End-to-End Machine Learning Pipeline
Complete ML pipeline classifying breast tumors as Malignant or Benign using the Wisconsin Diagnostic dataset. Covers preprocessing, unsupervised exploration, supervised training, and clinical recommendation.
- Source: Breast Cancer Wisconsin (sklearn.datasets)
- Samples: 569 | Features: 30
- Target: Malignant (212) vs Benign (357)

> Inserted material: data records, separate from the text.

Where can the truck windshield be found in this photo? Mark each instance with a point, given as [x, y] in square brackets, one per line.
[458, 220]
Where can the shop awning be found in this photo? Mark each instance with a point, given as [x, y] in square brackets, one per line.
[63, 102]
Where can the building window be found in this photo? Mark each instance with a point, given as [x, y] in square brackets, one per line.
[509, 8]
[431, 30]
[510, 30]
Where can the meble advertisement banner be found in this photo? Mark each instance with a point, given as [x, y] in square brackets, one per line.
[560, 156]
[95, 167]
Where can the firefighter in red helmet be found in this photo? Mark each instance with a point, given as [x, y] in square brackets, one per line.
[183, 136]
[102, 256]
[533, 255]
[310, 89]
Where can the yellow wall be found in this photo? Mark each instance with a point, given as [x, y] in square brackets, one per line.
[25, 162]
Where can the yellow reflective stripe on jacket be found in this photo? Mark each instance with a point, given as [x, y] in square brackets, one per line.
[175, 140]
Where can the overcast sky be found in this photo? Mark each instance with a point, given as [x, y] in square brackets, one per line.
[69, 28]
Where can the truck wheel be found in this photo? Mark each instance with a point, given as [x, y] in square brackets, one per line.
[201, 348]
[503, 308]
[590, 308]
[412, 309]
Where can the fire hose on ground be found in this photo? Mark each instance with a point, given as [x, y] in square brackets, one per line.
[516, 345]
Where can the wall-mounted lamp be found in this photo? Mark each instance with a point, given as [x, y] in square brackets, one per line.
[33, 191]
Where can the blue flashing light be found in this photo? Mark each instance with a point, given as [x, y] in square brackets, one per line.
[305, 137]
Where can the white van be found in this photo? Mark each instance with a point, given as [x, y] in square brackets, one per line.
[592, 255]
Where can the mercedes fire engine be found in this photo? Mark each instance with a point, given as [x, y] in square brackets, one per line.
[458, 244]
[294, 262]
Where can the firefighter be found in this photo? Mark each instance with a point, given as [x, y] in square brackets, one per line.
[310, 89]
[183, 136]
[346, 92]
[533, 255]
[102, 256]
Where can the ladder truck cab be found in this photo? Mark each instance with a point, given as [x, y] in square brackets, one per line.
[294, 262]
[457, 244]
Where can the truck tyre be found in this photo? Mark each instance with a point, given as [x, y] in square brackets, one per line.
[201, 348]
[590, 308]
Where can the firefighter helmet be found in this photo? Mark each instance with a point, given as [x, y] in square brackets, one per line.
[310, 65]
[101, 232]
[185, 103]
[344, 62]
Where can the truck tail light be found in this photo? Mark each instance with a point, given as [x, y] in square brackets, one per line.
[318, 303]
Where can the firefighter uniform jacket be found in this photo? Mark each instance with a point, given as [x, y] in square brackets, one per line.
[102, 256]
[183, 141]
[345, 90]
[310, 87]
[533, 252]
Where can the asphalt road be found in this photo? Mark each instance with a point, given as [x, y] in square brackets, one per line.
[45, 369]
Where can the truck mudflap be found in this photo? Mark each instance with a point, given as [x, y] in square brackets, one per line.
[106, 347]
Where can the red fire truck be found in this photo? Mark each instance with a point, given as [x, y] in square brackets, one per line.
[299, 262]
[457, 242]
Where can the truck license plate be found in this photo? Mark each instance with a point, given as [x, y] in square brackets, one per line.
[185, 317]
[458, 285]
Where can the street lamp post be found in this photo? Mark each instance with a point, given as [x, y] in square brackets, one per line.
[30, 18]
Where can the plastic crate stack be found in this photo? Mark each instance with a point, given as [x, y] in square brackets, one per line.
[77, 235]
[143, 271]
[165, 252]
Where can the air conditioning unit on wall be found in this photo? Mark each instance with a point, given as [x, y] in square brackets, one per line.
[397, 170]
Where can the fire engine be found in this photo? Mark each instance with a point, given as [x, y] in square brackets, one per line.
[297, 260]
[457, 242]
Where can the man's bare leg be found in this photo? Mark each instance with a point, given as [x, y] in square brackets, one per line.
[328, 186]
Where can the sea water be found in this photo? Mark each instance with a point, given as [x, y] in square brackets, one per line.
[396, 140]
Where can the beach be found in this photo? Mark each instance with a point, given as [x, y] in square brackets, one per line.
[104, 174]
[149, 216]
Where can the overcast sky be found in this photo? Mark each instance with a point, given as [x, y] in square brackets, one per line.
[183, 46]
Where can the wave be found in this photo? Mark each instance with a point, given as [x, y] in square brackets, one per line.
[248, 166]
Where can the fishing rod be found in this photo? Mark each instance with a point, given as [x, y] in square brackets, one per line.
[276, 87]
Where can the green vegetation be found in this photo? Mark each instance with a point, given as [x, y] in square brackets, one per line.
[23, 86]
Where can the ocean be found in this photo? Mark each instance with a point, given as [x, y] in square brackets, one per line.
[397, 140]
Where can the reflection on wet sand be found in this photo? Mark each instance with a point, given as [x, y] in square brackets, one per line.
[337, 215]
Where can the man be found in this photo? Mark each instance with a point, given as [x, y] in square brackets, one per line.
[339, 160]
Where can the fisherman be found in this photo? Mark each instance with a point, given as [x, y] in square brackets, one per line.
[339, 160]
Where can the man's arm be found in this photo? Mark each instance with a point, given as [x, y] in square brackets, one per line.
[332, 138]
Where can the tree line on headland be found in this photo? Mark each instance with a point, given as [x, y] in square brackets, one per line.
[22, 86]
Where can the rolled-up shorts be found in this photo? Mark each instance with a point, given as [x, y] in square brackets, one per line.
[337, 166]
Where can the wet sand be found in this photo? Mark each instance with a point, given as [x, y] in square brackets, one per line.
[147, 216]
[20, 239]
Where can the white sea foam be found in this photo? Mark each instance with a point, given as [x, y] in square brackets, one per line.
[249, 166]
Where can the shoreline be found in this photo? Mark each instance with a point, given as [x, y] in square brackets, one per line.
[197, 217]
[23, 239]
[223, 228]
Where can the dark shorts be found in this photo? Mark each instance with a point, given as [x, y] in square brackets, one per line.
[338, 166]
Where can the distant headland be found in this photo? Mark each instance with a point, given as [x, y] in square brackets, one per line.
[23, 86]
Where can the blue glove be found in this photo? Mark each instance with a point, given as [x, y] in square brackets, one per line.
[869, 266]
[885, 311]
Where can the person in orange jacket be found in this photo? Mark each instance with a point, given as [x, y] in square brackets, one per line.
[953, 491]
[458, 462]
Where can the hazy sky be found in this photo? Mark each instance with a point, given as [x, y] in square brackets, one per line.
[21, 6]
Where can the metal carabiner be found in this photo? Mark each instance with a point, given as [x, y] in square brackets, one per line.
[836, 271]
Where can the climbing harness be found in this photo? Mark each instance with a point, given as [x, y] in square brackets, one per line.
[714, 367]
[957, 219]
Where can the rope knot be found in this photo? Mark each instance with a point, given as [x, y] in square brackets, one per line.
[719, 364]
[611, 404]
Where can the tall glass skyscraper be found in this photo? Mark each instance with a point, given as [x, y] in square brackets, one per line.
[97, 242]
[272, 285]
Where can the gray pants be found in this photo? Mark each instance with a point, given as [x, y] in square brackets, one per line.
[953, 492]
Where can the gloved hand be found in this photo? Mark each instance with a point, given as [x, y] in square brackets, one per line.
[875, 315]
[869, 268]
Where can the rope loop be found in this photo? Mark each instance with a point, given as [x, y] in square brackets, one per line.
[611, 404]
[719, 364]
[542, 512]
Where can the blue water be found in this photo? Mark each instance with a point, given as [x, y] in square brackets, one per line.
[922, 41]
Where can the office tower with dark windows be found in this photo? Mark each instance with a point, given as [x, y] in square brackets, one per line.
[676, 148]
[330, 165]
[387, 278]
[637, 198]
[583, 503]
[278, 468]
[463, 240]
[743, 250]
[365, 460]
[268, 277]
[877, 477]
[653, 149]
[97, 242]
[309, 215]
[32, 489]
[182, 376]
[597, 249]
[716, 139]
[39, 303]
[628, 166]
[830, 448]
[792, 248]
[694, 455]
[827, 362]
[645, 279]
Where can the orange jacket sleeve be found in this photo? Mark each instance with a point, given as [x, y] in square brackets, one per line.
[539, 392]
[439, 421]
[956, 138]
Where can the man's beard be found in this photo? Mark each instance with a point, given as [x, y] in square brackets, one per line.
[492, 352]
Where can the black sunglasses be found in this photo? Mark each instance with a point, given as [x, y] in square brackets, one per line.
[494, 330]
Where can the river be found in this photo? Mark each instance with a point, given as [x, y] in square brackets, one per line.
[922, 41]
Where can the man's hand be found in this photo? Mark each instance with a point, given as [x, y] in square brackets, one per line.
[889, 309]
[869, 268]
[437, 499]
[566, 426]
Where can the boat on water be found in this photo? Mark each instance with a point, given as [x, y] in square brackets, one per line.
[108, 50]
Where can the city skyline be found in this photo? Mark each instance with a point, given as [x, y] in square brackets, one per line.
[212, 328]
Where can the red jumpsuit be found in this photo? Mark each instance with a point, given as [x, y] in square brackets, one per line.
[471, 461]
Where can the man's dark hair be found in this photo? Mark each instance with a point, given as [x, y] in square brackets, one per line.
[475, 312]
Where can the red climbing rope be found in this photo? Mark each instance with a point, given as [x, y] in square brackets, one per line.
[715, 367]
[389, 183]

| Model | Accuracy | Precision | Recall | F1 | AUC |
|---|---|---|---|---|---|
| Logistic Regression | 98.2% | 99.1% | 98.1% | 98.6% | 0.998 |
| SVM (RBF Kernel) | 97.1% | 98.1% | 97.2% | 97.7% | 0.996 |
| Decision Tree (depth=5) | 97.1% | 98.1% | 97.2% | 97.7% | 0.968 |
| KMeans Clustering | 90.5% | — | — | — | — |
| PCA Variance Explained | 63.2% | — | — | — | — |
Logistic Regression recommended for clinical use: highest AUC (0.998) with only 1 false positive in 170 benign test cases.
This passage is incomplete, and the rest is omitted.